This study guide will help you analyze an excerpt from Glennon Doyle’s memoir Untamed, which was used for a written exam in English STX B on the 25th of May 2023. In addition to help for your analysis, you can find a summary of the text and ideas for discussing it. 

If you need help with Assignments 1-4 from the STX B exam on the 25th of May 2023, you can read our guide here.

Presentation of the text

Title: Untamed (2020)

Sender: Glennon Doyle

Genre: Memoir 

Glennon Doyle (b. 1976) is an American author, activist, and speaker known for her bestselling memoirs. Doyle started writing about her life as a progressive Christian mother on her blog Momastary. She then published her first memoir  Carry On, Warrior, in 2013 and the follow-up memoir, Love Warrior, three years later. Love Warrior became a bestseller and was chosen for Oprah Winfrey’s book club. 

Doyle’s third memoir Untamed details her experience with finding the courage to live an authentic life in spite of societal norms. This includes her decision to leave her marriage and embark on a new relationship with soccer player Abby Wambach, whom she eventually married. Untamed was a New York Times bestseller and is in the process of being adapted into a TV series.


Doyle poses a series of rhetorical questions when she discusses how she began to question whether the life she was living aligned with her authentic desires or whether it was just a reflection of the societal expectations she had forced herself to conform to. For example, her mother’s statement that Doyle had not seemed as happy as when her wife came into her life since she was ten years old prompted Doyle to ask herself: “Where did my spark go at ten? How had I lost myself?” (l. 88). This starts Doyle’s journey of self-reflection. Moreover, it suggests that the transition into adulthood often involves conforming to societal expectations and losing touch with one's true self. It also invites the receivers to join in her reflections, and perhaps wonder if they have experienced something similar in their own lives. 

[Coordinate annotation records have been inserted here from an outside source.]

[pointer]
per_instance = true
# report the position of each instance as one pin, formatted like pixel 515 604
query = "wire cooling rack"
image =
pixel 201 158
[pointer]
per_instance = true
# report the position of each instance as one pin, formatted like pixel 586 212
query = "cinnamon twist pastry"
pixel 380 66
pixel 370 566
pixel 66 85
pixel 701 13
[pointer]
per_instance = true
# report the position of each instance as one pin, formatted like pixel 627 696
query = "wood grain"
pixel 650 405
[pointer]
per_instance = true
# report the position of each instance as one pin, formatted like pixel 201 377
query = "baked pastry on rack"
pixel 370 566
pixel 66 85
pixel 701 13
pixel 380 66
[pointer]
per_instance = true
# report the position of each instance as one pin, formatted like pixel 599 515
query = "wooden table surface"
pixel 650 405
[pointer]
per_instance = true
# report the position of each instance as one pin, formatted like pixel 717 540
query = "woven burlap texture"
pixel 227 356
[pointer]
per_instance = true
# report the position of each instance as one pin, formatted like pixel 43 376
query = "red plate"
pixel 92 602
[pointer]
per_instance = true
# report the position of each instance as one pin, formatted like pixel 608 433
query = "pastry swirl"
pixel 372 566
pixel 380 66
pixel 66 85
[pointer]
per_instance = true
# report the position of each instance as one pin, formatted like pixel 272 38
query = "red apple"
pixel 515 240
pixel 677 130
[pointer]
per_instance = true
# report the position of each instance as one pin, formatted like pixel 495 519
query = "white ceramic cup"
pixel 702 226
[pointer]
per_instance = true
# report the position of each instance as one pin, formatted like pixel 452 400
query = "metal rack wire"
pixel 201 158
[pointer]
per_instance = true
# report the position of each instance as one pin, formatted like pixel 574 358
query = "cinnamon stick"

Doyle shares other similar questions she asked herself on her journey: “How much of this was my idea? Do I truly want any of this, or is this what I was conditioned to want? […] Who was I before I became who the world told me to be?” (l. 113-118). Though Doyle is not directly addressing readers, these questions once again challenge them to examine their own beliefs, choices, and desires, and to consider whether they are authentic or shaped by external influences. It also encourages them to consider the possibility of reclaiming their true, authentic selves.